Re: [PATCH v2 0/5] mm/memfd: MFD_NOEXEC for memfd_create

From: Jeff Xu
Date: Wed Nov 02 2022 - 13:18:32 EST


On Tue, Nov 1, 2022 at 7:45 PM Kees Cook <keescook@xxxxxxxxxxxx> wrote:
>
> On Tue, Nov 01, 2022 at 04:14:39PM -0700, Jeff Xu wrote:
> > Sorry for the long overdue reply.
>
> No worries!
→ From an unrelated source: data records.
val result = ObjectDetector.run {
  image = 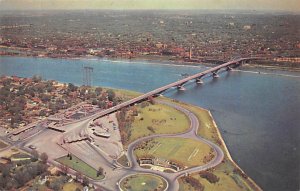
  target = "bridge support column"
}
[177,85,185,91]
[196,78,203,84]
[212,72,220,78]
[226,66,232,71]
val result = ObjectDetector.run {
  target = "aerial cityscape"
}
[0,0,300,191]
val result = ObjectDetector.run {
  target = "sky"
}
[0,0,300,13]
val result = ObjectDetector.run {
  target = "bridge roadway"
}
[91,57,260,119]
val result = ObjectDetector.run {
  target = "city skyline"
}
[0,0,300,13]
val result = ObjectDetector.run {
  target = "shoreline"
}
[0,47,300,72]
[207,108,263,191]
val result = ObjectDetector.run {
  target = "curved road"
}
[93,101,224,191]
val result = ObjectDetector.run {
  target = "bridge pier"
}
[212,71,220,78]
[226,66,232,71]
[177,85,185,91]
[196,78,203,84]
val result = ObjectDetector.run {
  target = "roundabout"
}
[119,173,168,191]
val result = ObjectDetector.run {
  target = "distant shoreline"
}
[0,51,300,72]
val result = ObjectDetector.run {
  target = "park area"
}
[0,141,7,149]
[134,137,214,167]
[129,104,190,142]
[120,174,167,191]
[56,155,104,180]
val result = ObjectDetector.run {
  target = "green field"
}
[179,161,253,191]
[135,137,214,167]
[56,155,104,180]
[0,141,7,149]
[129,104,190,142]
[168,99,256,191]
[120,174,167,191]
[62,182,83,191]
[117,154,129,167]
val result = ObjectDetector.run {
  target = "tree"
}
[68,83,78,92]
[40,153,48,164]
[95,87,102,96]
[97,167,103,177]
[31,149,39,162]
[82,176,90,186]
[106,89,116,101]
[32,75,42,83]
[75,172,82,182]
[60,165,69,174]
[199,171,220,184]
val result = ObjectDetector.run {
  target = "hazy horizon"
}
[0,0,300,13]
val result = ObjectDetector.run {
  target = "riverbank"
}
[163,98,262,191]
[0,46,300,72]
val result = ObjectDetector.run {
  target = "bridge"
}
[91,57,262,119]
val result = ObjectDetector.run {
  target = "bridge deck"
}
[93,58,259,118]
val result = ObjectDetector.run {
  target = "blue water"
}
[0,57,300,191]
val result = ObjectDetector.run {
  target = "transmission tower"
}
[83,66,94,86]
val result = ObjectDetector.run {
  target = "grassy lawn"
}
[117,155,129,167]
[179,162,253,191]
[121,174,166,191]
[129,104,190,142]
[135,138,213,167]
[62,182,83,191]
[0,141,7,149]
[56,155,104,180]
[164,102,255,191]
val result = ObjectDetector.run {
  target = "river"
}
[0,57,300,191]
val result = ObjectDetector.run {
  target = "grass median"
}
[56,155,104,180]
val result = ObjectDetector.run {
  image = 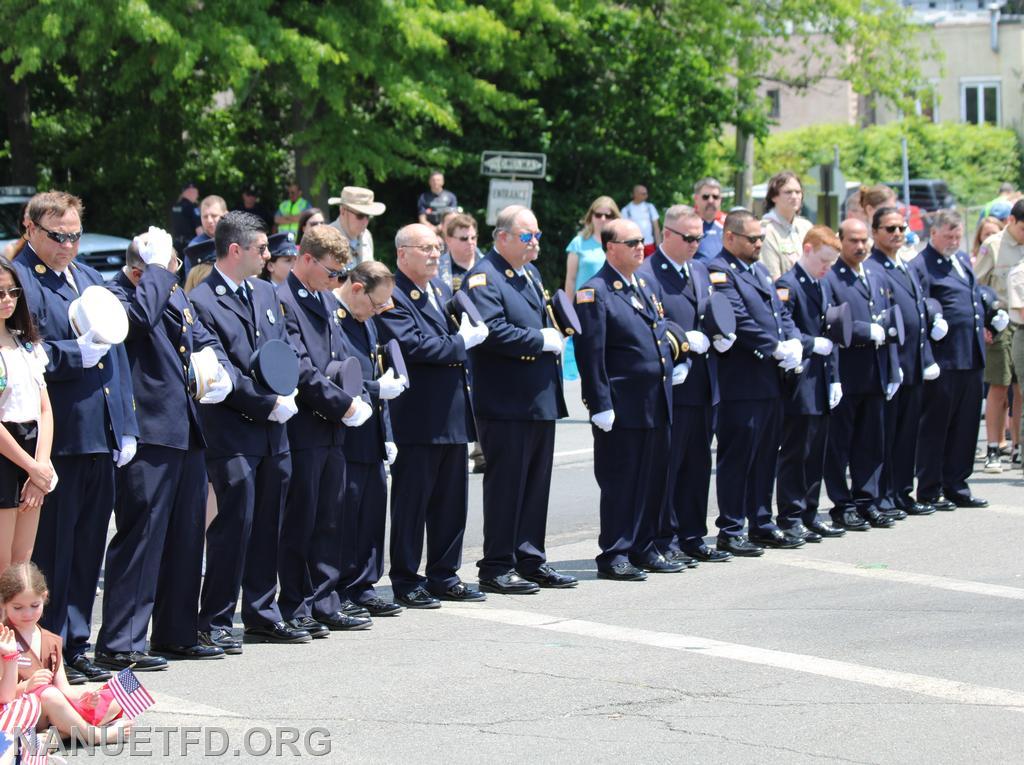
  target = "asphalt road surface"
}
[75,385,1024,765]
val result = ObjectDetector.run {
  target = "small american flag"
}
[108,670,156,720]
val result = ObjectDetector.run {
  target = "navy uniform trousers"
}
[476,418,555,579]
[389,443,469,595]
[96,443,206,653]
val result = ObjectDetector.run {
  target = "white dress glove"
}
[590,409,615,433]
[541,327,565,354]
[199,365,234,403]
[811,337,835,356]
[712,332,736,353]
[377,367,409,401]
[992,308,1010,332]
[111,435,138,467]
[133,225,174,268]
[341,398,374,428]
[459,313,490,350]
[672,360,692,385]
[686,330,711,353]
[828,383,843,409]
[76,331,111,370]
[266,390,299,424]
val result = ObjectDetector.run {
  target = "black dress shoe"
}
[717,537,765,558]
[750,528,807,550]
[950,496,988,507]
[902,502,935,515]
[434,582,487,603]
[65,653,111,685]
[285,617,331,640]
[519,563,580,590]
[360,596,406,619]
[683,543,732,563]
[918,497,956,511]
[597,560,647,582]
[150,643,224,661]
[634,555,686,573]
[785,523,822,543]
[96,650,167,672]
[394,587,441,608]
[242,622,312,644]
[807,520,846,538]
[480,571,541,595]
[859,507,896,528]
[831,510,871,532]
[665,550,700,568]
[199,628,242,656]
[306,606,374,634]
[341,600,371,618]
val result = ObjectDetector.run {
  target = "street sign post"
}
[487,178,534,225]
[480,152,548,178]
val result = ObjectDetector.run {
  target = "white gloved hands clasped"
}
[712,332,736,353]
[590,409,615,433]
[541,327,565,354]
[266,390,299,424]
[193,364,234,403]
[341,397,374,428]
[811,337,835,356]
[459,313,490,350]
[111,435,138,467]
[377,367,409,401]
[133,225,174,268]
[76,330,111,370]
[828,383,843,409]
[686,330,711,353]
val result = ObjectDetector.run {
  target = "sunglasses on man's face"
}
[36,223,85,245]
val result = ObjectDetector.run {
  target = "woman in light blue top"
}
[562,197,622,380]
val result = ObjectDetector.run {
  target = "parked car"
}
[0,186,131,281]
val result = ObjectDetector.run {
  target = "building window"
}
[961,81,1000,125]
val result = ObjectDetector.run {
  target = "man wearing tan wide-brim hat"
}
[328,186,386,263]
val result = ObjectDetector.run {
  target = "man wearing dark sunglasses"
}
[463,205,577,594]
[573,219,686,582]
[14,192,140,682]
[693,177,722,263]
[639,205,732,565]
[708,210,804,557]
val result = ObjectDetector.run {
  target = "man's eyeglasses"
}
[665,226,705,245]
[36,223,85,245]
[313,258,348,279]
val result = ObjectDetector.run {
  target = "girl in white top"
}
[0,257,56,570]
[761,170,813,280]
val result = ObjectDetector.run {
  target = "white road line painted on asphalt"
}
[771,557,1024,600]
[437,603,1024,712]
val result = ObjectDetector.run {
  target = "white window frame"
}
[959,77,1002,125]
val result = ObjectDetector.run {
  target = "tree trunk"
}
[0,63,36,186]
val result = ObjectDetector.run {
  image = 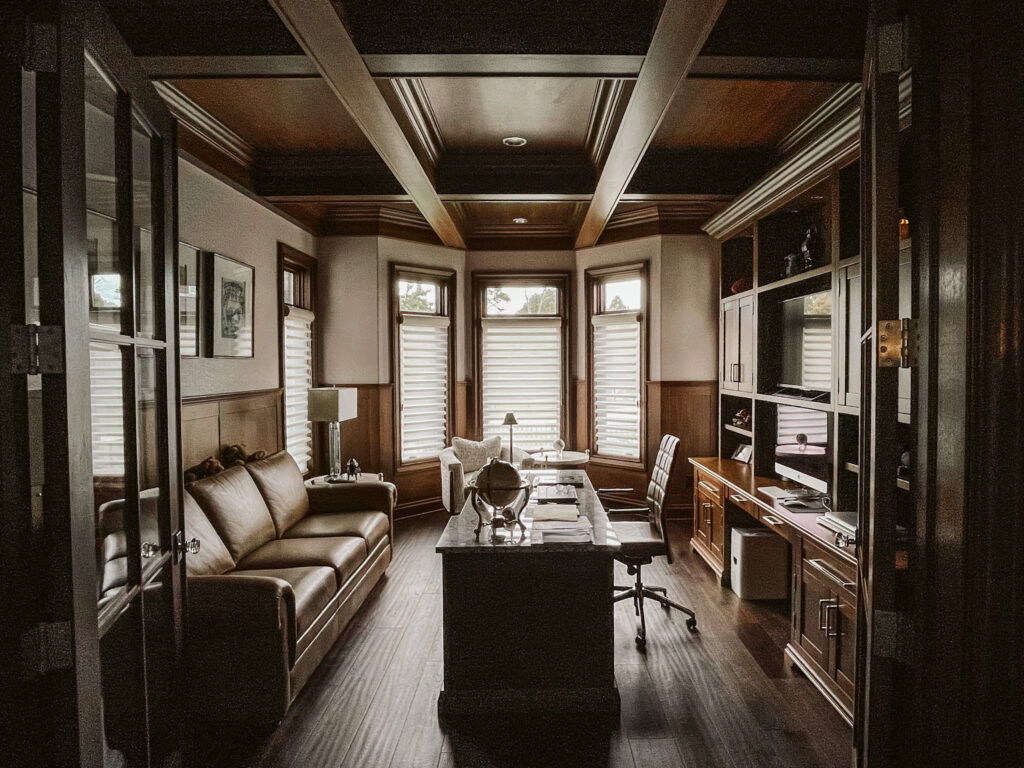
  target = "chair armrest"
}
[306,480,398,526]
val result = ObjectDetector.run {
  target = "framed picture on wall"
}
[178,243,202,357]
[206,253,256,357]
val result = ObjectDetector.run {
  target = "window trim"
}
[584,260,650,470]
[388,261,458,472]
[276,242,323,477]
[472,271,575,446]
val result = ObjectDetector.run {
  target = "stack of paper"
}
[534,504,587,522]
[532,517,594,544]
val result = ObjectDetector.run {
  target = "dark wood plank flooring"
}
[191,515,851,768]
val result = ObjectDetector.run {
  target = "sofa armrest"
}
[306,480,398,541]
[437,447,466,515]
[185,574,295,723]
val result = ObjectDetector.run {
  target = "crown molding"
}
[390,78,444,167]
[703,71,912,240]
[153,81,256,168]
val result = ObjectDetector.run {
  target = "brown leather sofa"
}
[184,452,395,723]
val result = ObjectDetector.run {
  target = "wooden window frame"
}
[278,243,323,477]
[388,262,458,472]
[584,260,650,471]
[472,271,575,445]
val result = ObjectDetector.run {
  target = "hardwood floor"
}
[193,515,851,768]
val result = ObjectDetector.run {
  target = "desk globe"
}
[469,459,530,541]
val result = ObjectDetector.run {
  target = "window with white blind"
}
[283,305,313,474]
[278,243,316,474]
[391,266,455,464]
[587,265,646,461]
[592,312,641,459]
[480,317,564,451]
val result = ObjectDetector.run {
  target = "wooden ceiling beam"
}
[269,0,466,248]
[575,0,725,248]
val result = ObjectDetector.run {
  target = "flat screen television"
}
[775,404,833,494]
[776,291,833,399]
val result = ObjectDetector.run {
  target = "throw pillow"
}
[452,436,502,473]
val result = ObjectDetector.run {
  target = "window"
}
[475,274,568,450]
[587,265,647,461]
[391,266,455,464]
[278,243,316,474]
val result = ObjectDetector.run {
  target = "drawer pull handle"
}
[806,559,857,590]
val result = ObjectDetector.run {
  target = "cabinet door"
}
[721,299,739,391]
[839,264,860,408]
[711,504,725,564]
[797,561,833,672]
[825,590,857,700]
[693,490,715,550]
[736,296,754,392]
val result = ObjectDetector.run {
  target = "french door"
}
[0,2,184,767]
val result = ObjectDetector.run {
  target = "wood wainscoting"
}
[181,389,284,469]
[574,380,718,519]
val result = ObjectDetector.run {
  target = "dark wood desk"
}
[435,471,620,719]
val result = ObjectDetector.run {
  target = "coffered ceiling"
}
[106,0,865,249]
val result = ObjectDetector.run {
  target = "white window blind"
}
[89,343,125,477]
[285,306,313,474]
[398,314,449,461]
[481,317,562,450]
[592,312,641,459]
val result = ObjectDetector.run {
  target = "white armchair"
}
[439,445,534,515]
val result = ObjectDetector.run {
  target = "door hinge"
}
[10,325,63,376]
[22,622,75,680]
[25,19,57,73]
[878,317,921,368]
[871,610,916,665]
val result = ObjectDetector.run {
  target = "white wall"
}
[178,159,314,397]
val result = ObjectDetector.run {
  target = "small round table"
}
[529,451,590,469]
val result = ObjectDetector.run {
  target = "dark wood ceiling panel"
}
[651,78,838,150]
[336,0,660,54]
[172,78,374,153]
[421,78,600,155]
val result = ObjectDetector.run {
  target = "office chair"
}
[597,434,697,648]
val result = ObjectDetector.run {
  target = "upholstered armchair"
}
[439,437,534,515]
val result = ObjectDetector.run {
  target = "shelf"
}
[757,262,833,294]
[722,424,754,440]
[757,393,836,413]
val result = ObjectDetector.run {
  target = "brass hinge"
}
[22,622,75,680]
[10,325,63,376]
[871,610,916,665]
[878,317,921,368]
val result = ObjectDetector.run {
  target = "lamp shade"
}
[306,387,357,421]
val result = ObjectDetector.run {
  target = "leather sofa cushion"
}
[188,467,276,564]
[184,490,234,575]
[236,537,367,589]
[225,566,338,643]
[246,451,309,537]
[285,512,388,552]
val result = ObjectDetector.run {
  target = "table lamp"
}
[502,413,519,462]
[306,387,357,482]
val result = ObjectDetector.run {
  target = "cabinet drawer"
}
[694,472,725,504]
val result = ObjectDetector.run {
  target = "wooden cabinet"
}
[720,296,754,393]
[786,539,857,720]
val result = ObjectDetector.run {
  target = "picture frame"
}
[732,442,754,464]
[178,243,205,357]
[205,253,256,357]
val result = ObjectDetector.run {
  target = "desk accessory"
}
[307,387,359,482]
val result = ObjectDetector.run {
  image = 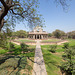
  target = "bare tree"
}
[0,0,38,31]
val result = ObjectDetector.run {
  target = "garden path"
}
[32,40,47,75]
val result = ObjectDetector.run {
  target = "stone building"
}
[28,26,48,39]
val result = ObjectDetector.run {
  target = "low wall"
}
[41,40,68,45]
[12,41,36,45]
[12,40,68,45]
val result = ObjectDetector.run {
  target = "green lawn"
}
[41,39,60,42]
[41,39,75,75]
[0,45,35,75]
[16,39,35,42]
[41,45,62,75]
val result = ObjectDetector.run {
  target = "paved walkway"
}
[32,40,47,75]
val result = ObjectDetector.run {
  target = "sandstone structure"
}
[28,26,48,39]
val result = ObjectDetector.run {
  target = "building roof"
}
[29,26,48,34]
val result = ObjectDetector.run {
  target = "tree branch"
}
[0,0,8,8]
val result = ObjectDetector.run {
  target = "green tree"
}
[0,0,38,31]
[48,33,52,37]
[61,47,75,75]
[67,31,75,39]
[12,30,28,38]
[52,29,65,38]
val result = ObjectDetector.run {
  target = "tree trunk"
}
[0,19,4,31]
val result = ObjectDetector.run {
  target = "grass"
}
[0,47,8,54]
[16,39,35,42]
[41,45,61,75]
[68,39,75,46]
[42,39,60,42]
[0,45,35,75]
[41,39,75,75]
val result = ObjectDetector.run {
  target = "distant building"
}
[29,26,48,39]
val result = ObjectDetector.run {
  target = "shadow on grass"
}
[0,55,32,75]
[0,46,35,75]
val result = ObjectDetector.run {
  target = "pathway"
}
[32,40,47,75]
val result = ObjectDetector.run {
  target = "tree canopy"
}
[0,0,42,31]
[53,29,65,38]
[0,0,70,31]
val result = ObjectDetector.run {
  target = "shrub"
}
[10,42,15,49]
[50,45,57,53]
[0,56,27,75]
[19,57,27,69]
[20,43,29,52]
[63,43,69,49]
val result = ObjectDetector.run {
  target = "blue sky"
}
[15,0,75,33]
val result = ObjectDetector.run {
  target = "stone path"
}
[32,40,47,75]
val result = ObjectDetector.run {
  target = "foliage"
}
[67,31,75,39]
[48,33,52,37]
[63,43,69,49]
[61,47,75,75]
[0,56,27,75]
[52,29,65,38]
[12,30,28,38]
[20,43,28,50]
[0,0,42,31]
[10,42,15,49]
[50,45,57,53]
[0,33,8,48]
[41,45,62,75]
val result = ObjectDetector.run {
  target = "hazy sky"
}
[15,0,75,32]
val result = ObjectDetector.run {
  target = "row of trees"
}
[48,29,75,39]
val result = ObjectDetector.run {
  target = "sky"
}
[15,0,75,33]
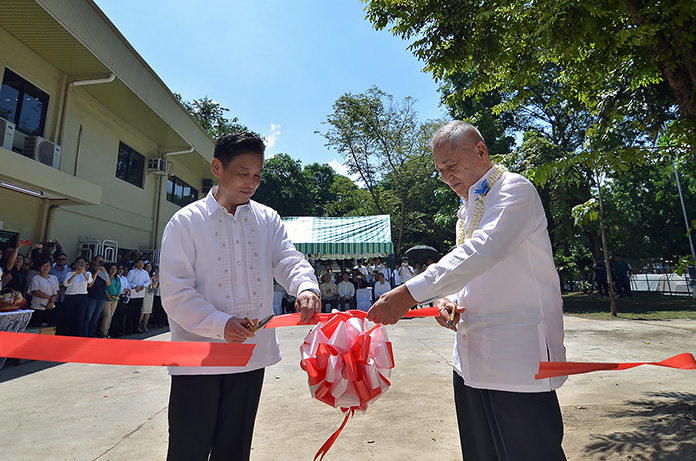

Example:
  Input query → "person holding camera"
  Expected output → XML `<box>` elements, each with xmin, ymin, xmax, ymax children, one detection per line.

<box><xmin>28</xmin><ymin>256</ymin><xmax>58</xmax><ymax>326</ymax></box>
<box><xmin>56</xmin><ymin>256</ymin><xmax>94</xmax><ymax>336</ymax></box>
<box><xmin>82</xmin><ymin>255</ymin><xmax>111</xmax><ymax>338</ymax></box>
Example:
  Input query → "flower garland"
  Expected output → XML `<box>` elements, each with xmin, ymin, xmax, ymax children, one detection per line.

<box><xmin>457</xmin><ymin>165</ymin><xmax>507</xmax><ymax>245</ymax></box>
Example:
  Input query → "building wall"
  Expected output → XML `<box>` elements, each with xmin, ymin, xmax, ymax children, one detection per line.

<box><xmin>0</xmin><ymin>15</ymin><xmax>209</xmax><ymax>258</ymax></box>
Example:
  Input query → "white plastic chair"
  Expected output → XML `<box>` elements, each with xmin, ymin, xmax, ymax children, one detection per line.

<box><xmin>273</xmin><ymin>291</ymin><xmax>283</xmax><ymax>315</ymax></box>
<box><xmin>355</xmin><ymin>288</ymin><xmax>372</xmax><ymax>312</ymax></box>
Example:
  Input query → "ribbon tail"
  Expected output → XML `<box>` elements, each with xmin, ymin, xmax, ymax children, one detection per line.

<box><xmin>535</xmin><ymin>353</ymin><xmax>696</xmax><ymax>379</ymax></box>
<box><xmin>314</xmin><ymin>408</ymin><xmax>355</xmax><ymax>461</ymax></box>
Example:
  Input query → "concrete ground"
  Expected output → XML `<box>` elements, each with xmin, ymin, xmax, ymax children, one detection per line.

<box><xmin>0</xmin><ymin>316</ymin><xmax>696</xmax><ymax>461</ymax></box>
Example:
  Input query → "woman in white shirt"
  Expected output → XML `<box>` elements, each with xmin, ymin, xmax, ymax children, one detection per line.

<box><xmin>56</xmin><ymin>257</ymin><xmax>94</xmax><ymax>336</ymax></box>
<box><xmin>29</xmin><ymin>256</ymin><xmax>58</xmax><ymax>326</ymax></box>
<box><xmin>373</xmin><ymin>272</ymin><xmax>391</xmax><ymax>299</ymax></box>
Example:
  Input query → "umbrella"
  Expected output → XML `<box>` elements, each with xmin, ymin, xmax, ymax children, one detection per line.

<box><xmin>404</xmin><ymin>245</ymin><xmax>440</xmax><ymax>264</ymax></box>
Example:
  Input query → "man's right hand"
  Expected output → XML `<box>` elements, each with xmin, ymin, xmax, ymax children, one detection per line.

<box><xmin>435</xmin><ymin>298</ymin><xmax>465</xmax><ymax>331</ymax></box>
<box><xmin>225</xmin><ymin>317</ymin><xmax>254</xmax><ymax>343</ymax></box>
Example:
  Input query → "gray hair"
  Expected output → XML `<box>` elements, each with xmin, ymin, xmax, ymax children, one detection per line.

<box><xmin>430</xmin><ymin>120</ymin><xmax>485</xmax><ymax>149</ymax></box>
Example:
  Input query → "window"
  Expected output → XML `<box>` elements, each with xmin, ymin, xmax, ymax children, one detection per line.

<box><xmin>167</xmin><ymin>176</ymin><xmax>198</xmax><ymax>206</ymax></box>
<box><xmin>116</xmin><ymin>143</ymin><xmax>145</xmax><ymax>189</ymax></box>
<box><xmin>0</xmin><ymin>69</ymin><xmax>48</xmax><ymax>136</ymax></box>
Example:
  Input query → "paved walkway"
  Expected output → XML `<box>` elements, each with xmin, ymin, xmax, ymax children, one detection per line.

<box><xmin>0</xmin><ymin>316</ymin><xmax>696</xmax><ymax>461</ymax></box>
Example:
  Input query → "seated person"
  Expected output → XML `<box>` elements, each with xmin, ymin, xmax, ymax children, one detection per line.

<box><xmin>319</xmin><ymin>274</ymin><xmax>338</xmax><ymax>313</ymax></box>
<box><xmin>372</xmin><ymin>272</ymin><xmax>391</xmax><ymax>300</ymax></box>
<box><xmin>338</xmin><ymin>272</ymin><xmax>355</xmax><ymax>311</ymax></box>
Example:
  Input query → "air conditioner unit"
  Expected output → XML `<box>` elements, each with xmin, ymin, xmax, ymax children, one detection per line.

<box><xmin>0</xmin><ymin>118</ymin><xmax>14</xmax><ymax>150</ymax></box>
<box><xmin>147</xmin><ymin>158</ymin><xmax>167</xmax><ymax>176</ymax></box>
<box><xmin>24</xmin><ymin>136</ymin><xmax>60</xmax><ymax>169</ymax></box>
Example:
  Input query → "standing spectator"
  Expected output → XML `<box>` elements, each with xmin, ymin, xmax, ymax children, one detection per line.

<box><xmin>319</xmin><ymin>274</ymin><xmax>338</xmax><ymax>312</ymax></box>
<box><xmin>29</xmin><ymin>255</ymin><xmax>58</xmax><ymax>326</ymax></box>
<box><xmin>27</xmin><ymin>239</ymin><xmax>63</xmax><ymax>260</ymax></box>
<box><xmin>150</xmin><ymin>266</ymin><xmax>167</xmax><ymax>328</ymax></box>
<box><xmin>612</xmin><ymin>255</ymin><xmax>631</xmax><ymax>298</ymax></box>
<box><xmin>126</xmin><ymin>258</ymin><xmax>150</xmax><ymax>335</ymax></box>
<box><xmin>337</xmin><ymin>272</ymin><xmax>355</xmax><ymax>311</ymax></box>
<box><xmin>4</xmin><ymin>253</ymin><xmax>27</xmax><ymax>296</ymax></box>
<box><xmin>372</xmin><ymin>272</ymin><xmax>391</xmax><ymax>299</ymax></box>
<box><xmin>56</xmin><ymin>257</ymin><xmax>94</xmax><ymax>336</ymax></box>
<box><xmin>140</xmin><ymin>263</ymin><xmax>159</xmax><ymax>331</ymax></box>
<box><xmin>353</xmin><ymin>259</ymin><xmax>369</xmax><ymax>280</ymax></box>
<box><xmin>82</xmin><ymin>255</ymin><xmax>111</xmax><ymax>338</ymax></box>
<box><xmin>109</xmin><ymin>263</ymin><xmax>131</xmax><ymax>338</ymax></box>
<box><xmin>397</xmin><ymin>257</ymin><xmax>416</xmax><ymax>283</ymax></box>
<box><xmin>592</xmin><ymin>259</ymin><xmax>609</xmax><ymax>298</ymax></box>
<box><xmin>99</xmin><ymin>263</ymin><xmax>121</xmax><ymax>338</ymax></box>
<box><xmin>49</xmin><ymin>253</ymin><xmax>72</xmax><ymax>326</ymax></box>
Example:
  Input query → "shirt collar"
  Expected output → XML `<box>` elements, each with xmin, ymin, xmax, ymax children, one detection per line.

<box><xmin>204</xmin><ymin>186</ymin><xmax>251</xmax><ymax>216</ymax></box>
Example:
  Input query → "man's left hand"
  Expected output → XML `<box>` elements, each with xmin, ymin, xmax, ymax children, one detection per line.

<box><xmin>295</xmin><ymin>290</ymin><xmax>321</xmax><ymax>323</ymax></box>
<box><xmin>367</xmin><ymin>285</ymin><xmax>418</xmax><ymax>325</ymax></box>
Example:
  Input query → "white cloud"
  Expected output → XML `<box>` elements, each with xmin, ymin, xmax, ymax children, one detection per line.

<box><xmin>264</xmin><ymin>123</ymin><xmax>281</xmax><ymax>147</ymax></box>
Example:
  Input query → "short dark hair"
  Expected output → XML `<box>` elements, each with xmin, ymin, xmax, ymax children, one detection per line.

<box><xmin>213</xmin><ymin>131</ymin><xmax>266</xmax><ymax>168</ymax></box>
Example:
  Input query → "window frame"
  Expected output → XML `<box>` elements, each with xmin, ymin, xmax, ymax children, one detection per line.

<box><xmin>0</xmin><ymin>67</ymin><xmax>51</xmax><ymax>137</ymax></box>
<box><xmin>115</xmin><ymin>141</ymin><xmax>146</xmax><ymax>189</ymax></box>
<box><xmin>166</xmin><ymin>175</ymin><xmax>200</xmax><ymax>207</ymax></box>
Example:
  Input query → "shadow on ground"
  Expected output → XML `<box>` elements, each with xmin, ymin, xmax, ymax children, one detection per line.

<box><xmin>585</xmin><ymin>392</ymin><xmax>696</xmax><ymax>461</ymax></box>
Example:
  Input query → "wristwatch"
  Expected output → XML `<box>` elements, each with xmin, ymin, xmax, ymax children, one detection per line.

<box><xmin>300</xmin><ymin>288</ymin><xmax>321</xmax><ymax>298</ymax></box>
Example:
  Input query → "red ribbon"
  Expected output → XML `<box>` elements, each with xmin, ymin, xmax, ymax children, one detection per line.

<box><xmin>536</xmin><ymin>353</ymin><xmax>696</xmax><ymax>379</ymax></box>
<box><xmin>314</xmin><ymin>408</ymin><xmax>355</xmax><ymax>461</ymax></box>
<box><xmin>0</xmin><ymin>332</ymin><xmax>255</xmax><ymax>367</ymax></box>
<box><xmin>264</xmin><ymin>307</ymin><xmax>440</xmax><ymax>328</ymax></box>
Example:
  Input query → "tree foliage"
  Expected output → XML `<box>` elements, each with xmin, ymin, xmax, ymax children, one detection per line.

<box><xmin>364</xmin><ymin>0</ymin><xmax>696</xmax><ymax>156</ymax></box>
<box><xmin>174</xmin><ymin>93</ymin><xmax>254</xmax><ymax>139</ymax></box>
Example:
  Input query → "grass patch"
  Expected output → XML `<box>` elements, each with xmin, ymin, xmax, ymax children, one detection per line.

<box><xmin>563</xmin><ymin>292</ymin><xmax>696</xmax><ymax>320</ymax></box>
I am a fan of thread necromancy. :)
>
> > [...]
> > 1> memfd_create:
> > Add two flags:
> > #define MFD_EXEC 0x0008
> > #define MFD_NOEXEC_SEAL 0x0010
> > This lets application to set executable bit explicitly.
> > (If application set both, it will be rejected)
>
> So no MFD_NOEXEC without seal? (I'm fine with that.)
>
no MFD_NOEXEC because memfd can be chmod to add x after creation,
it is not secure.

no MFD_EXEC_SEAL because it is better to apply both w and x seal
within the same function call, and w seal can't be applied at creation time.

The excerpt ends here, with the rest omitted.